Re: Evolutionstheorie Wissenschaftlich wiederlegt
@Mutation: Die "Mutationen", von denen sie sprechen, sind wohl eher Missbildungen oä. Biologisch betrachtet sind "Mutationen" schon kleinere Veränderungen des Erbmaterials, welche nicht zwangsläufig auch nach außen in Erscheinung treten, unter bestimmten Voraussetzungen jedoch einen Vorteil verschaffen (Immunität gegen eine bestimmte Krankheit, etc).@Fossilienreihen: Weil es so einfach ist, Fossilien zu finden. Nicht alles, was stirbt, hinterlässt ein Fossil; entsprechend kann man auch nicht alles "ausgraben". Die Voraussetzungen zur Entstehung von Fossilien müssen erfüllt sein, und das ist nicht leicht. BTW ist insofern interessant, dass sich gerade an "missing links" die Kreationisten aufregen. Es gibt zwar missing links, aber die Zwischenstufen kann man schön nachweisen. Wo ist denn das "Gottesfossil", ie der einfache Beweis für Gott? Der ist unnötig zu erbringen, oder wie?
@Frühere Hochkulturen: Alles Menschen - auf die eine oder andere Art. Nicht jede "Kultur" entwickelte sich "separat" vom Affen (bzw den gemeinsamen Vorfahren) - wir sind alle die gleiche "Art", mit diversen Unterschieden.
Re: Evolutionstheorie Wissenschaftlich wiederlegt
Ich empfehle Ihnen das Buch "Zufall und Notwendigkeit" von Jaques Monod (wird in Deutsch nicht mehr aufgelegt ... in engl. noch erhältlich) ... für den layman erklärt es aber Homer von Ditfurth auch ganz gut (ie.: Der Geist fiel nicht vom Himmel)Re: Evolutionstheorie Wissenschaftlich wiederlegt
Komplexe Systemprozesse wie Evolution laufen nicht vollkommen zufällig hab.Nehmen wir Lavaters Beispiel mit den Zähnen wo er der Meinung ist dass die auf den Zehen genauso enstehen könnten wie im Mund und daher ist es von der Wahrscheinlichkeit her quasi unmöglich auf die aktuellen Zähne des Menschen zu kommen.
Das ist in etwas so wie wenn man behauptet dass ein Schneesturm in der Sahara genauso wahrscheinlich ist wie am Nordpol.
Solange man nicht alle Gesetze und Randbedinungen der Evolution kennt kann man auch keine Wahrscheinlichkeitsrechnung durchführen und diese daher auch nicht widerlegen.
Was ich natürlich jedem zustehe ist dass er einer Theorie kritisch gegenübersteht, nicht immer liegt die Mehrheit richtig aber Behauptung aufzustellen dass die Evolutionstheorie wissenschaftlich widerlegt ist sind einfach falsch.
Re: Evolutionstheorie Wissenschaftlich wiederlegt
In ihrem Post widerlegen sie höchstens ihre Resistenz die Missing Links anzuerkennen, die man bereits gefunden hat.Das Problem?

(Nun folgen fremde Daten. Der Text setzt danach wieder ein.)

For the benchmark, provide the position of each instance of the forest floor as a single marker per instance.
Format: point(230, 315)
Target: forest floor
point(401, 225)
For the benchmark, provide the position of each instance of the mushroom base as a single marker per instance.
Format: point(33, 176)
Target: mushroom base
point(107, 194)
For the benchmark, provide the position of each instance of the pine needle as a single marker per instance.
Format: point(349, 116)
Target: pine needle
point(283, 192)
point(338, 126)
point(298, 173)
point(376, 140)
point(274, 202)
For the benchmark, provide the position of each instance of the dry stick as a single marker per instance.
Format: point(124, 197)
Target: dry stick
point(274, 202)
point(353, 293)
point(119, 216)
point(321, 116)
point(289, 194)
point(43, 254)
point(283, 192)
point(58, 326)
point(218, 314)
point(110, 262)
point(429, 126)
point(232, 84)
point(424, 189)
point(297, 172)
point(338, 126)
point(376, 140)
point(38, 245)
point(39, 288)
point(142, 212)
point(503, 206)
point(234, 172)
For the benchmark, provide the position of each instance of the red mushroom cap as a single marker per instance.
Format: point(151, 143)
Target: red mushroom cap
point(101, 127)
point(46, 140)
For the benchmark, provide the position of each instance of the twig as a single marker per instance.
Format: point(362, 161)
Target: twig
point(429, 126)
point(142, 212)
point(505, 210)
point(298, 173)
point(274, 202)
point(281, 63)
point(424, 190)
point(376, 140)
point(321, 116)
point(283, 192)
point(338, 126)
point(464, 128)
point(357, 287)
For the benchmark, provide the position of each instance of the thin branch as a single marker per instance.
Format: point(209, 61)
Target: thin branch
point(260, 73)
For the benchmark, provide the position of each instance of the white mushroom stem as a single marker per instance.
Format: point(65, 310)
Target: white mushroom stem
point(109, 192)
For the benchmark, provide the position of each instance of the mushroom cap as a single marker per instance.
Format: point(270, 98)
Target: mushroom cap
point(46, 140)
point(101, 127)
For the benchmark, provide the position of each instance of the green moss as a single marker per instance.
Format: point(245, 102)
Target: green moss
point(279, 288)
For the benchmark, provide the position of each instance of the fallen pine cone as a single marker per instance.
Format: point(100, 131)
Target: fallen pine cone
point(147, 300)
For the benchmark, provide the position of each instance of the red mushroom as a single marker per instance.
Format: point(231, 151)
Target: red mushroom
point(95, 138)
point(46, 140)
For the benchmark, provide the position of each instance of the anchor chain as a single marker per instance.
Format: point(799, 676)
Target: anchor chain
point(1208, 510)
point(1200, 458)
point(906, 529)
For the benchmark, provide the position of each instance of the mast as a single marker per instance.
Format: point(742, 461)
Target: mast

Es gibt eben sehr viele davon! Kaum wird ein neues gefunden, will ein Verweigerer noch eines und noch eines und noch eines, bis man alle wie ein Daumenkino abspielen kann.
Das hat nichts mit wissenschaftlicher Betrachtungsweise zu tun, sondern nur mit bloßer Ignoranz.
Re: Re: Evolutionstheorie Wissenschaftlich wiederlegt
ZwischenformenLeider hat man tatsächlich noch keine wirklichen Zwischenformen gefunden.
Der berühmte archaeopteryx- als Zwischenform hochgejubelt - hat sich ja inzwischen auch als Vogel mit perfekten Federn entpuppt.
Und wo sind die mindestens 20 Zwischenformen zwischen Reptilien und Vögel?
Null-Komma-Josef.
Bleiben wir also bei der Wahrheit.
Wissenschaft ist nicht Pseudophantasiererei von 'Sachen, die nicht existieren.